Santa Fe, New Mexico




Our Balloon ride was canceled this morning. (We are on again for the morning. Hopefully the weather will allow us to go.) We visited Santa Fe, about an hour and a half away from Albuquerque instead. First we had  a hardy Mexican breakfast at the Burrito company...Sooo good. Then, we visited the Loretto Chapel and The Cathedral Basilica of St. Francis of Assisi. We toured with the Lorettoline tour bus and got to see the end of Route 66 and the Santa Fe trail which culminate together. The Santa Fe trail starts in Franklin/Independence, Missouri and ends in Santa Fe at the town square. The town square reminds me of New Orleans, except it is all adobe structures. The town is very New Mexico and very catholic in it's history. I just adore New Mexico. The Loretto Chapel and staircase was a really nice experience. You just know that Jesus came back for the nuns and built a staircase no earthly carpenter could design. Amazing!

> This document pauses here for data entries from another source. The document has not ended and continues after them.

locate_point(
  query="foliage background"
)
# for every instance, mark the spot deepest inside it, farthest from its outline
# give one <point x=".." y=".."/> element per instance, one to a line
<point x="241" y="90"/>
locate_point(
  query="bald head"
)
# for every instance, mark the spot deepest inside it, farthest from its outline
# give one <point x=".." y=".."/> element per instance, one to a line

(History from the web of the Loretto Chapel Staircase: When the Loretto Chapel was completed in 1878, there was no way to access the choir loft twenty-two feet above. Carpenters were called in to address the problem, but they all concluded access to the loft would have to be via ladder as a staircase would interfere with the interior space of the small Chapel.Legend says that to find a solution to the seating problem, the Sisters of the Chapel made a novena to St. Joseph, the patron saint of carpenters. On the ninth and final day of prayer, a man appeared at the Chapel with a donkey and a toolbox looking for work. Months later, the elegant circular staircase was completed, and the carpenter disappeared without pay or thanks. After searching for the man (an ad even ran in the local newspaper) and finding no trace of him, some concluded that he was St. Joseph himself, having come in answer to the sisters' prayers.The stairway's carpenter, whoever he was, built a magnificent structure. The design was innovative for the time and some of the design considerations still perplex experts today.The staircase has two 360 degree turns and no visible means of support. Also, it is said that the staircase was built without nails only wooden pegs. Questions also surround the number of stair risers relative to the height of the choir loft and about the types of wood and other materials used in the stairway's construction.)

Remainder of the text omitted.